B.C.’s Court of Appeal has rejected a sentence appeal from a South Surrey mother convicted of second-degree murder in the death of her eight-year-old daughter Dec. 10, 2014.
Justice Sunni Stromberg-Stein’s decision for the unanimous three-judge panel said Lisa Batstone killed sleeping Teagan Batstone by smothering her with a plastic bag.
Batstone claimed she intended to die by suicide, so she killed Teagan to protect her from Gabe Batstone, her ex‑husband and Teagan’s father, whom she alleged had inflicted mental and emotional abuse upon them.
The court heard Lisa wanted to kill herself but did not want Gabe to get the child.
"The only way to make sure that did not happen was to kill her too,” B.C. Supreme Court Justice Catherine Murray said at sentencing.
Lisa was sentenced to 15 years in prison before parole eligibility. She appealed that sentence, asking that it be reduced to 10 years.
In a May 12 decision released May 18, the appeal court found the original sentence to be a fit one.
“That a parent could kill her own child rocks the foundation of societal values,” Murray said. “When it is for a selfish reason as it was here, it is all the more shocking.”
Murray said she was satisfied it was not an impulsive act.
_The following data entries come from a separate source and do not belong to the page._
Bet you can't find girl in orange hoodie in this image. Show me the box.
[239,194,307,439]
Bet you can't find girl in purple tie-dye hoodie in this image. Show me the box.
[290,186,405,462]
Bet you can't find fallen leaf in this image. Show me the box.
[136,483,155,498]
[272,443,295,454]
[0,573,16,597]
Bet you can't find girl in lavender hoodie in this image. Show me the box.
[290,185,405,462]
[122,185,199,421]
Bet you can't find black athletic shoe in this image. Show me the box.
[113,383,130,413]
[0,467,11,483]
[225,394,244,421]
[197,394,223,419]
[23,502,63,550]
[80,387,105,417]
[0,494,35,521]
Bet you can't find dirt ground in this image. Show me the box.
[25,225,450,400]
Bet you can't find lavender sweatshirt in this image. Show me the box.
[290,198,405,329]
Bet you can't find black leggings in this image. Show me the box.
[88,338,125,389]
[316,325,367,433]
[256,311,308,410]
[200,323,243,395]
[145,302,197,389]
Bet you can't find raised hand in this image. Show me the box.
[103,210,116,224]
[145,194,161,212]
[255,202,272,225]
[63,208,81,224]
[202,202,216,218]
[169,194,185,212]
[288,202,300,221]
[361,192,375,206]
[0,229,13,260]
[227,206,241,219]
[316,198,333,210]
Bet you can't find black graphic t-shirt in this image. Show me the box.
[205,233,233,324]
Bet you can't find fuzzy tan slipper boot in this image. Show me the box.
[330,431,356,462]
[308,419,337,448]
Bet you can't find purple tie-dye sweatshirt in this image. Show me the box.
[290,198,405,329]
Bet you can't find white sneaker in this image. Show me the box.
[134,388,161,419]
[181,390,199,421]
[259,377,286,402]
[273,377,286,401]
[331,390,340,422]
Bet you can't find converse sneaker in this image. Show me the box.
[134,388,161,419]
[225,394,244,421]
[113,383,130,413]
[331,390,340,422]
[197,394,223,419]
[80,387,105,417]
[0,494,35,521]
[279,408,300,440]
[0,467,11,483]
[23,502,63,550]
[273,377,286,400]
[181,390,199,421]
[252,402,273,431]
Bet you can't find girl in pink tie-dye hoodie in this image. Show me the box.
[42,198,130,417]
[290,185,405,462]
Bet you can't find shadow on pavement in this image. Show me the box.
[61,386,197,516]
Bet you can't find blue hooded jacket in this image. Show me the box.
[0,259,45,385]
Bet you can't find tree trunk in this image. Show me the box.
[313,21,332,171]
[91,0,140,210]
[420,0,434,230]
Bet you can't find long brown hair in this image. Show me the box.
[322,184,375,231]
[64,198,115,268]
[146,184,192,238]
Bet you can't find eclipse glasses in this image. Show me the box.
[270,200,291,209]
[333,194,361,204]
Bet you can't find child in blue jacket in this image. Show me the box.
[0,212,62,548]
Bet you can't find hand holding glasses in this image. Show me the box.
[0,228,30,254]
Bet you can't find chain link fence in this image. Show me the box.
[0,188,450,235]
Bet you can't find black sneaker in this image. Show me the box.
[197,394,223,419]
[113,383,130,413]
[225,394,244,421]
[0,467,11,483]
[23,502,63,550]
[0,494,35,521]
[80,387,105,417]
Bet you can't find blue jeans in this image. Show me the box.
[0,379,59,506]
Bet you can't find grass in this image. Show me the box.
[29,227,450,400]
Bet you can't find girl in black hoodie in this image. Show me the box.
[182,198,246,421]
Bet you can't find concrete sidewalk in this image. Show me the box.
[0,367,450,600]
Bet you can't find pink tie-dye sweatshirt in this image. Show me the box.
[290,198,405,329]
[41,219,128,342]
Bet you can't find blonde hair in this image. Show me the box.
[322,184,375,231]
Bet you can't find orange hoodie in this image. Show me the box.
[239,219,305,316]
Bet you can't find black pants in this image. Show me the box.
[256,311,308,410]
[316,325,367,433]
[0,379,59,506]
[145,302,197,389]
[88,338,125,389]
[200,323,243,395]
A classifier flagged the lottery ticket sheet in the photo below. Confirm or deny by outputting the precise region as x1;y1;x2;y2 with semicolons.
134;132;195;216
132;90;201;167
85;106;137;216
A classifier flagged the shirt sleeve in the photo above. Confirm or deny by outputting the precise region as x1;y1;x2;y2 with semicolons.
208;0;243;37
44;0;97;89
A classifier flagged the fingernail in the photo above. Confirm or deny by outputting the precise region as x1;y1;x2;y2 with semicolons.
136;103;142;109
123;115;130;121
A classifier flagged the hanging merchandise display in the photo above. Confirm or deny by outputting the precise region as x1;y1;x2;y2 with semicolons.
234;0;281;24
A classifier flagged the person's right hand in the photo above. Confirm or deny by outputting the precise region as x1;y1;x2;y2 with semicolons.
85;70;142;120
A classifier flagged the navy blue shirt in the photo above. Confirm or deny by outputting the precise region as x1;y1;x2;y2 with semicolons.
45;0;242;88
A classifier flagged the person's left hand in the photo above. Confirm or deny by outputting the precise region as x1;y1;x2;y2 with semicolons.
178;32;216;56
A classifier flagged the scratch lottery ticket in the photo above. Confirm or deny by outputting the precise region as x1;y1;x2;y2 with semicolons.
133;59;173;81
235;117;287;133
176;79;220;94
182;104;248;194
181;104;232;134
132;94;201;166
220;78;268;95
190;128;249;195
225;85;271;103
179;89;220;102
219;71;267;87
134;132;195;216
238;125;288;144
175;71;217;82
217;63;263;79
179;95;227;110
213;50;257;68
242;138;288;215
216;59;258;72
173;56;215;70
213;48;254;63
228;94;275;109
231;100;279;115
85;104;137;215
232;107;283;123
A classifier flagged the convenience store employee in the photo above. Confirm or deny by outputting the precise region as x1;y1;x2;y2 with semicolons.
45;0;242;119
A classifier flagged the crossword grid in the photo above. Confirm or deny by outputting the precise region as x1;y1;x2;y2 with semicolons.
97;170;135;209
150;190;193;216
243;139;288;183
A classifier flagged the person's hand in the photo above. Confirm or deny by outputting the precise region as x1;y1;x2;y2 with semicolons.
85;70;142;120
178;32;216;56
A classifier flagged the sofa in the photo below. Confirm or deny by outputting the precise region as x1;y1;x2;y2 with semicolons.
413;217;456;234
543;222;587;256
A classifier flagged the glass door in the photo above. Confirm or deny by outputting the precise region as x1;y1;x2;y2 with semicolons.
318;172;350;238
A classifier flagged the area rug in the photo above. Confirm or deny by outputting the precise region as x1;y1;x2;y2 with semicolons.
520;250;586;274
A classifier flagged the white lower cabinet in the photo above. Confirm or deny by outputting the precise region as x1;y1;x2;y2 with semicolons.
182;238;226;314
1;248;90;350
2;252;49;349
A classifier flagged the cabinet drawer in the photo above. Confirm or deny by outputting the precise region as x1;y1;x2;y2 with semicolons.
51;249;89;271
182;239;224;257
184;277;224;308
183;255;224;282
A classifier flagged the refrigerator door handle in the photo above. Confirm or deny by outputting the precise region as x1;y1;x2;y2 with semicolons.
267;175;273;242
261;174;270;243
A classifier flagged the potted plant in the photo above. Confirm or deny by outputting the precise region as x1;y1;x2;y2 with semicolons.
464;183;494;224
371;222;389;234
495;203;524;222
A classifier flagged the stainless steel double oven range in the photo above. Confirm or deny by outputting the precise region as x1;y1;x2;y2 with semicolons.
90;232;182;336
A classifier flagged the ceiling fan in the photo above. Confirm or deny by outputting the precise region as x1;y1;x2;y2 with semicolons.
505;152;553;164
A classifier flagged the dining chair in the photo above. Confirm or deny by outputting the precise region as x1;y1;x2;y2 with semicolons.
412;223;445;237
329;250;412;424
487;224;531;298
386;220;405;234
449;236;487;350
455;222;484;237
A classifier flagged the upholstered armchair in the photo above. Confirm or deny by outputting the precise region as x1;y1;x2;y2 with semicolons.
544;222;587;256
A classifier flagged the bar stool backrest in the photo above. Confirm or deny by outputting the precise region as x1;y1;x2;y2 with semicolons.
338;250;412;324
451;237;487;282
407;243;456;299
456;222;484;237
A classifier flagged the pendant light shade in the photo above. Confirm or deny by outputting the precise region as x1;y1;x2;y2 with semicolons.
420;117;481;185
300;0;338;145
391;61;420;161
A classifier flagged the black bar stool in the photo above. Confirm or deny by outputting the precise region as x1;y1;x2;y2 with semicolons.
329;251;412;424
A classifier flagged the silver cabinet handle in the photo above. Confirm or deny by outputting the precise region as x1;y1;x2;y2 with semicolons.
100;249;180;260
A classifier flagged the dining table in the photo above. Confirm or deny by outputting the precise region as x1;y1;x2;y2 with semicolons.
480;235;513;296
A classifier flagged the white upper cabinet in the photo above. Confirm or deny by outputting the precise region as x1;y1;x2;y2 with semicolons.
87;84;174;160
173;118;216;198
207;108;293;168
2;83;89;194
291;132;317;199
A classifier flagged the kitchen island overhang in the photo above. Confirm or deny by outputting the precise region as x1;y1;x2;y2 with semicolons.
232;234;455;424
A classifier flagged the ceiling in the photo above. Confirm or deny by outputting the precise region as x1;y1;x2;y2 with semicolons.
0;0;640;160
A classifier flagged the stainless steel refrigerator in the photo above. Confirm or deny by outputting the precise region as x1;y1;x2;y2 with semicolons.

An appeal of the conviction has already been dismissed.
In her appeal, Lisa said the judge erred by failing to consider the mitigating effect of her mental disorders and relying on aggravating factors unsupported by the evidence.
The three-judge appeal panel disagreed.
“The judge did not fail to consider the contribution of mental illness to lessen moral culpability,” the ruling said. “She simply concluded Ms. Batstone’s mental disorders did not have an appreciable effect on her decision to kill Teagan.”
Lisa had also claimed her love for her daughter led to the death so she would not have to live with Gabe.
The appeal judges, however, said it wasn’t wrong for the judge to view Lisa’s love for Teagan as an aggravating factor.
“This was a loving relationship in which Teagan placed the utmost trust in her mother. To betray that innocent and steadfast trust in the most horrible of ways is unthinkable,” the judges ruled. “Further, although filicide is always an egregious breach of trust, when done for a selfish reason, it is all the more reprehensible, laying the basis for a harsher punishment.”